Recently I wrote about detecting the preferred language or locale of a web site visitor, using Zend Framework.
Well, I have to start with one correction. In my last blog post about this topic I talked about the User Agent String, but since I wrote the article, I figured out that the User Agent String doesn’t play any role at all. Neither in the Zend Framework variant that I blogged about earlier, nor in today’s code. And that is good so, because both Internet Explorer and Mozilla Firefox will no longer add the browser language or locale to their User Agent Strings in the future.
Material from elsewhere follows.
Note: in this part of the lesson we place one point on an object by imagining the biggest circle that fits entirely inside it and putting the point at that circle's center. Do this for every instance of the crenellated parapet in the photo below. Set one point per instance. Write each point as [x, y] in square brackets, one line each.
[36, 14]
Other browsers are likely to follow, since there are efforts to make it harder to fingerprint users by their UA-Strings.
So here is my ZF-less variant:
$m = array(); $http_accept_language = isset($_SERVER['HTTP_ACCEPT_LANGUAGE']) ? $_SERVER['HTTP_ACCEPT_LANGUAGE'] : ""; preg_match_all('/([a-z]{2})(?:-[a-zA-Z]{2})?/', $http_accept_language, $m); $pref_locale = array(); foreach($m[0] as $locale) { $pref_locale[] = $locale; } $pref_lang = array(); foreach($m[1] as $lang) { if (! in_array($lang, $pref_lang)) { $pref_lang[] = $lang; } }
The array $pref_locale
will contain all locales in order of the user’s preference, and $pref_lang
will only contain the languages in order of the user’s preference. Other than my ZF code from last time, this allows to look up secondary, tertiary etc. choices of the user as well.
Here is an example. Lets assume, these are the user’s preference settings:
$_SERVER['HTTP_ACCEPT_LANGUAGE']
would contain:
en-us,en;q=0.9,de-at;q=0.7,de;q=0.6,es-es;q=0.4,es;q=0.3,ja;q=0.1.
After running my code, the $pref_locale
array would contain this:
Array ( [0] => en-us [1] => en [2] => de-at [3] => de [4] => es-es [5] => es [6] => ja )
and the $pref_lang
array would contain
Array ( [0] => en [1] => de [2] => es [3] => ja )
Still simple enough, and most importantly, still a better solution than what Google still does.